Les loyers des ministères

Anne-Sophie Galliano

— 

Place Vendôme ou le siège prestigieux de Canal+. Les ministères ne lésinent pas pour assurer un cadre de vie agréable et des localisations prestigieuses à leurs fonctionnaires. Un peu trop peut-être selon le député Yves Deniau, rapporteur spécial sur le projet de loi de Finances pour 2009.

Particulièrement mis à l'index: les locaux du Ministère de la Justice. Il "a essaimé sur plusieurs implantations situées dans un périmètre proche de la place Vendôme, c'est-à-dire dans un des quartiers les plus chers de Paris" note le rapport, qui soulève que ce ministère a aussi "loué l'ancien siège de Canal+ sur le font de la seine dans le 15ème arrondissement de Paris".

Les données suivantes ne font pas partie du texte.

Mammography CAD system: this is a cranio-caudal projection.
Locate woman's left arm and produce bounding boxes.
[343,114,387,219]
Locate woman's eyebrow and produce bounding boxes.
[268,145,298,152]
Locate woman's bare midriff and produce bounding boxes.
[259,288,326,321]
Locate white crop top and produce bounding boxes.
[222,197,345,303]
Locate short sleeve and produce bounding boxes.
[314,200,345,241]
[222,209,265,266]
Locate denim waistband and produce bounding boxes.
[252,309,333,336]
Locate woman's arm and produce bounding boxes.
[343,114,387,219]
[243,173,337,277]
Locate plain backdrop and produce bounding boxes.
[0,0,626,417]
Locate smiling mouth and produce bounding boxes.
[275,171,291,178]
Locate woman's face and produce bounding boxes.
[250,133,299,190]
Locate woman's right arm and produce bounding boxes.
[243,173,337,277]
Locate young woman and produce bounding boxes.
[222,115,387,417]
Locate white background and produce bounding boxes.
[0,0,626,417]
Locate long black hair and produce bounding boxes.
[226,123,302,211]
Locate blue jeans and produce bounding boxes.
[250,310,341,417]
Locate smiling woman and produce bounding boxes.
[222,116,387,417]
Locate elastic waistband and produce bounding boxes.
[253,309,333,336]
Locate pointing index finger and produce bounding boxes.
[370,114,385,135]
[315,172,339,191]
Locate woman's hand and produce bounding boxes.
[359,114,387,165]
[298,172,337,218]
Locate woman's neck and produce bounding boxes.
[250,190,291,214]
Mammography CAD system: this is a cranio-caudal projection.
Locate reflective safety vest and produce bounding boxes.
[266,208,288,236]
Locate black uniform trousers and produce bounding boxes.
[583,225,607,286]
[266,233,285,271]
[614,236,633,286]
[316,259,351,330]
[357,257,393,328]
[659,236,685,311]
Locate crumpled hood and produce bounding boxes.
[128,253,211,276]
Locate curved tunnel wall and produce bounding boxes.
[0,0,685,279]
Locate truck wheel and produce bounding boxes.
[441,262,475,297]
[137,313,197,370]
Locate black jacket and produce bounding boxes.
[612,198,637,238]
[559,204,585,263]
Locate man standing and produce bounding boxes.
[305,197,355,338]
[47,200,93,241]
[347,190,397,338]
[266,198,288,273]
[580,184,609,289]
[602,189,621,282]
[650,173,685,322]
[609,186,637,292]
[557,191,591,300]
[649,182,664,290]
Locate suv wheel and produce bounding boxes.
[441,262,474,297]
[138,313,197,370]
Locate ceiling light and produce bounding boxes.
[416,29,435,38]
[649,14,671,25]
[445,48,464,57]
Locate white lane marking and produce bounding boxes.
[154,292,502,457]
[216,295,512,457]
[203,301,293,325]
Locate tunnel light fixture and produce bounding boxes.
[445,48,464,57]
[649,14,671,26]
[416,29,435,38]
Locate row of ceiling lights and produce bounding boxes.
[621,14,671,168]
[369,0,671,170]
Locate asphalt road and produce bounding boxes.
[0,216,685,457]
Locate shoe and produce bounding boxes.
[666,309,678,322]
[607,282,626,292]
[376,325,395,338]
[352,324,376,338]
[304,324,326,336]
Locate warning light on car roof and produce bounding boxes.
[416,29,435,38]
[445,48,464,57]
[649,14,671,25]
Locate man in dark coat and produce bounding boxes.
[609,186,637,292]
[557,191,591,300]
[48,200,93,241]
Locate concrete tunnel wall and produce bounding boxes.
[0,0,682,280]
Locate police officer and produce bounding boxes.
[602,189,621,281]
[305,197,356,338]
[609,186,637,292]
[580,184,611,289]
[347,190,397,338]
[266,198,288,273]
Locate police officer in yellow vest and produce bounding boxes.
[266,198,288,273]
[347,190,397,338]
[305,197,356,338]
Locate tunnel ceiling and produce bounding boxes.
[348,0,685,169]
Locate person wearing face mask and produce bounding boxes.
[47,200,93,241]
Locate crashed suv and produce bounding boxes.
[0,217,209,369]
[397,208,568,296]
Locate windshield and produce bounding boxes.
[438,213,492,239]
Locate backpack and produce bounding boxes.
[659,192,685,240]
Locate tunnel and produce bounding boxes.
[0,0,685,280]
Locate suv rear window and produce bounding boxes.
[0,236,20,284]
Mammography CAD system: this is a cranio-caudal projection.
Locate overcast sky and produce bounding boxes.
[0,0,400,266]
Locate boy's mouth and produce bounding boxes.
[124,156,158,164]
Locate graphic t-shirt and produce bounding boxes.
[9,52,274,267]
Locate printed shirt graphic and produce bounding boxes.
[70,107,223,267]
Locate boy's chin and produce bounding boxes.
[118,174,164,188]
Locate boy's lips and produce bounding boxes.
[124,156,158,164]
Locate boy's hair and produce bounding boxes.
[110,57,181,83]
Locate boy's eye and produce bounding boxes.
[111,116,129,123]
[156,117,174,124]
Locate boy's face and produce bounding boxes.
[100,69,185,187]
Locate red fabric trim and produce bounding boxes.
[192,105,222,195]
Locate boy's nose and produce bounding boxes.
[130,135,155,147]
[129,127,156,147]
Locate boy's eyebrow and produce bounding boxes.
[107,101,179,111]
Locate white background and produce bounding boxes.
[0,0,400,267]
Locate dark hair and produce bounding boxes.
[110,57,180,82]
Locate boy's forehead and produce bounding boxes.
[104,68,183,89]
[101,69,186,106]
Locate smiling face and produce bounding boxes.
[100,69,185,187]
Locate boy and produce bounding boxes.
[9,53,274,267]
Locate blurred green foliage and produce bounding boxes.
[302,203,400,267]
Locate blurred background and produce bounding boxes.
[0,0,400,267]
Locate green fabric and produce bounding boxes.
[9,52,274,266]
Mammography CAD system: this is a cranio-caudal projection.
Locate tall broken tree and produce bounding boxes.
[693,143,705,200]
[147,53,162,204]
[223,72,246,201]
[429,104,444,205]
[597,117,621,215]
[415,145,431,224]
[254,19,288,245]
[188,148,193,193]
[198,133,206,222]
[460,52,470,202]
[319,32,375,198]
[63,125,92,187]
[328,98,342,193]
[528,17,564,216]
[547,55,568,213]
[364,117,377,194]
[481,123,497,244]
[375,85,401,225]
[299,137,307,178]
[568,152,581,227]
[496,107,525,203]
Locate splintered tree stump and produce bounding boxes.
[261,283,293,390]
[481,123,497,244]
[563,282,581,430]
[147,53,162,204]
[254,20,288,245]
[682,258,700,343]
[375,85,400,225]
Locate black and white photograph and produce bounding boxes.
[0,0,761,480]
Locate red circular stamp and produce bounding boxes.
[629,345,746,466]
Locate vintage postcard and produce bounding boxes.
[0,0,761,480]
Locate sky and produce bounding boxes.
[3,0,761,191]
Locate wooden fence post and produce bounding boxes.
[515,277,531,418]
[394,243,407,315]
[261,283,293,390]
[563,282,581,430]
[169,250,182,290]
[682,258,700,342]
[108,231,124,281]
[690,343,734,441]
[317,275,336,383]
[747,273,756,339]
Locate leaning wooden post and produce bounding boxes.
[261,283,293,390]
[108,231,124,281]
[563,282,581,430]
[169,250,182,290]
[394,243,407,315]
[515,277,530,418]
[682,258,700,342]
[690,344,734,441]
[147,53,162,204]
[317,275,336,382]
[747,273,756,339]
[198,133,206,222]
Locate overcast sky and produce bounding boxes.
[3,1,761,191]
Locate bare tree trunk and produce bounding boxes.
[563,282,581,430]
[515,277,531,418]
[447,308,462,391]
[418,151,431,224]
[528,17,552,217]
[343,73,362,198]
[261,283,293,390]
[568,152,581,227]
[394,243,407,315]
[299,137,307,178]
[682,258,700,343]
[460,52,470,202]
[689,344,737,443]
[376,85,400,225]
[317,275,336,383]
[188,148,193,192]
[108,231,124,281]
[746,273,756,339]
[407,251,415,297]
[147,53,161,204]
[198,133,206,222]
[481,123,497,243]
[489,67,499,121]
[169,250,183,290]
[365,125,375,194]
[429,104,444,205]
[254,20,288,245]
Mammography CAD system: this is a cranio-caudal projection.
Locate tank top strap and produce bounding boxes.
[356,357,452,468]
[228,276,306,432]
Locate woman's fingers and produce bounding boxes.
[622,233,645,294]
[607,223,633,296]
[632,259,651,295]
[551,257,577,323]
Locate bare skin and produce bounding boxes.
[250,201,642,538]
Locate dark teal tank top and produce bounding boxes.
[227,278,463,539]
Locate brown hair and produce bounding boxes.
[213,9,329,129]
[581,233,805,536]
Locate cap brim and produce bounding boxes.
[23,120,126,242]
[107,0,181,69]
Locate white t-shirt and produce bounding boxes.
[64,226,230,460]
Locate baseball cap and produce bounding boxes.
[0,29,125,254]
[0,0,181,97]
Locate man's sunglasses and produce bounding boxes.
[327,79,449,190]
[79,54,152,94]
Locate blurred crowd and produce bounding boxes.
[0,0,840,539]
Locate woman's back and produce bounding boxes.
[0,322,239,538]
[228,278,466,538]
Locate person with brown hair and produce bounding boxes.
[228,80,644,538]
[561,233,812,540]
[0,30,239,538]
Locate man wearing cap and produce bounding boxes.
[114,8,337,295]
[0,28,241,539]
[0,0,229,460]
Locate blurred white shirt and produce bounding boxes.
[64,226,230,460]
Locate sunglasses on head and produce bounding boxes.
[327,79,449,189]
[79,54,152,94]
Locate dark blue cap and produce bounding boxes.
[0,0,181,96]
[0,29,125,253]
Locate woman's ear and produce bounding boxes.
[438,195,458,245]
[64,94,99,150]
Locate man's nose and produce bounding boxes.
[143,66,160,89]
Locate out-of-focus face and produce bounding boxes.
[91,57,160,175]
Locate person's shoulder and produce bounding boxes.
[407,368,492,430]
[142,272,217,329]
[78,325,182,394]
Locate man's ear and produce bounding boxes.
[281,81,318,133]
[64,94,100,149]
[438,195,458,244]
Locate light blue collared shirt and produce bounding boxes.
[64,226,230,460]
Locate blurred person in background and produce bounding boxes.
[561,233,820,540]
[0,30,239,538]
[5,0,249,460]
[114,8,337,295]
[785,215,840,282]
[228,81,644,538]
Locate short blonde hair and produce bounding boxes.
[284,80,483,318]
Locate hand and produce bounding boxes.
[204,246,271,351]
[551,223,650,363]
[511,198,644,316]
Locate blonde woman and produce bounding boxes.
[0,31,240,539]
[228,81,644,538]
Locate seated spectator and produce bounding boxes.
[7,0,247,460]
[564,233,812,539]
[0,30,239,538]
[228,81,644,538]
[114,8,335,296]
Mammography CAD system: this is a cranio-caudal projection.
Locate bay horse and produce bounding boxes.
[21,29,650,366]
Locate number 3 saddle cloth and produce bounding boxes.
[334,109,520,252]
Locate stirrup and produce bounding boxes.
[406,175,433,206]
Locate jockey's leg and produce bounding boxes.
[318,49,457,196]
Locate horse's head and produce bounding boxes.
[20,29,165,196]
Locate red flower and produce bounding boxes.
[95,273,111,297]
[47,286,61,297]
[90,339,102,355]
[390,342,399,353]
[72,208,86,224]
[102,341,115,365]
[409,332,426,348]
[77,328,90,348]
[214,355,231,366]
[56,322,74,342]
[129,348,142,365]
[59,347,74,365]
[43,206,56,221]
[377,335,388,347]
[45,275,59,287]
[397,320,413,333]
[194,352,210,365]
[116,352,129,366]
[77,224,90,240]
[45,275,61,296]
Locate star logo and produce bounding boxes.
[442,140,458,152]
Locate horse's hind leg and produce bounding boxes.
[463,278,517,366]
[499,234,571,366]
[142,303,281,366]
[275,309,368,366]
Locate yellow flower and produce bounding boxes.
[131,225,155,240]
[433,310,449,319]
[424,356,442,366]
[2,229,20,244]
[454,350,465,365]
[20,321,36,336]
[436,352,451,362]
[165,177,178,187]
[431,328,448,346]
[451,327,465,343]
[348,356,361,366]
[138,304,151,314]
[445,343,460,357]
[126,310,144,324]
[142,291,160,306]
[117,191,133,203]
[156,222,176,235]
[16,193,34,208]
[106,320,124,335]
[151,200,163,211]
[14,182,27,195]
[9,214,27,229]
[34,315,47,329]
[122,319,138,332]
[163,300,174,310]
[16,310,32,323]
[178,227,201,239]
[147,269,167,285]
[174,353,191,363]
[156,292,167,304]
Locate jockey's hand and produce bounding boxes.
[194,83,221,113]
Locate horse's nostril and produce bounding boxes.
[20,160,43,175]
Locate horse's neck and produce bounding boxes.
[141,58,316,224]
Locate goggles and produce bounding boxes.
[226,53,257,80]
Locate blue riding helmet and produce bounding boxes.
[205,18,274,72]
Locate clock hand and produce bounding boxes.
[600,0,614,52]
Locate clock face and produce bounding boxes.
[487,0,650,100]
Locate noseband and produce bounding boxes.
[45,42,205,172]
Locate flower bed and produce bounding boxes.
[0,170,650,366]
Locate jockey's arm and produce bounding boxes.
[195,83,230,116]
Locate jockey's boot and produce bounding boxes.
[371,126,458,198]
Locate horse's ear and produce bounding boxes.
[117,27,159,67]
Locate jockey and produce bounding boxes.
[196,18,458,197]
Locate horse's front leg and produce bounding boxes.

Mieux encore, le pôle financier du tribunal de grande instance de paris (TGI) a renouvelé début 2008 le bail qu'il occupe rue des Italiens, dans l'ancien immeuble du journal Le Monde, racheté en 2007 par un fonds de pension. Ce dernier, six mois avant l'échéance du bail, avait laissé au ministère le choix de déménager ou d'accepter une augmentation de loyer de 32%. Pris de court, le TGI a accepté. Difficile de les déloger sachant que les travaux réalisés en 1999 pour recevoir le TGI ont coûté 5 millions d'euros. "Les services de la Justice estiment qu'au jour d'aujourd'hui les travaux d'aménagements spécifiques pour héberger le pôle financier du TFI de Paris dans un immeuble standard de 6.000 mètres carrés s'élèveraient à 17 millions d'euros", précise le rapport. Un chiffre non vérifiable, selon le rapporteur.

Au total, le ministère de la Justice a dépensé 25,8 millions d'euros en 2007 de loyers pour ses sites parisiens. "Le bail annuel de l'immeuble du boulevard de la Madeleine s'élève à 1.916 euros le mètres carrés en surface utile nette, et quatre autres sites ont des loyers supérieurs à 1.000 euros le mètres carrés", insiste le rapport.

Le ministère de la Justice n'est pas le seul à être épinglé. Le ministère des affaires étrangères caresse l'espoir de construire un centre de conférences internationales sous l'esplanade des Invalides, pour un budget estimé à 100 millions d'euros.

Là aussi, ce ministère n'est pas regardant sur les dépenses. En 2007, il a racheté l'ancien immeuble de l'Imprimerie nationale, situé rue de la Convention dans le 15ème arrondissement, pour 325 millions d'euros (HT), auquel le ministère a dû rajouter 31 millions d'euros de travaux d'aménagements. Ce même immeuble que l'Etat avait vendu 85 millions d'euros en 2003, selon un rapport de l'inspection générale des finances.

Le ministère de l'Ecologie, lui, se verrait bien dans une nouvelle tour dans le quartier de la Défense. Coût du rêve: 700 millions d'euros.

Les immeubles coûtent cher et le manque d'entretien encore plus. Le ministère de la Santé qui occupe l'immeuble Ségur-Fontenoy à Paris n'a pas entretenu correctement ses locaux. La rénovation profonde du site a donc coûté plus de 175 millions d'euros. Plus globalement, une étude effectuée en 2007 par Ineum et CB Ricard Ellis sur 173 immeubles domaniaux en région d'Ile de France avait estimé à 400 millions d'euros les travaux de remise en état.

Dans les années à venir, l'Etat doit aussi mettre ses locaux aux normes définies par le Grenelle de l'Environnement. "Selon les estimations, le coût total de la rénovation thermique est estimé à 24 milliards d'euros, dont 10 milliards d'euros pour l'Etat seul", souligne le rapport. L'immobilier étatique: un gouffre!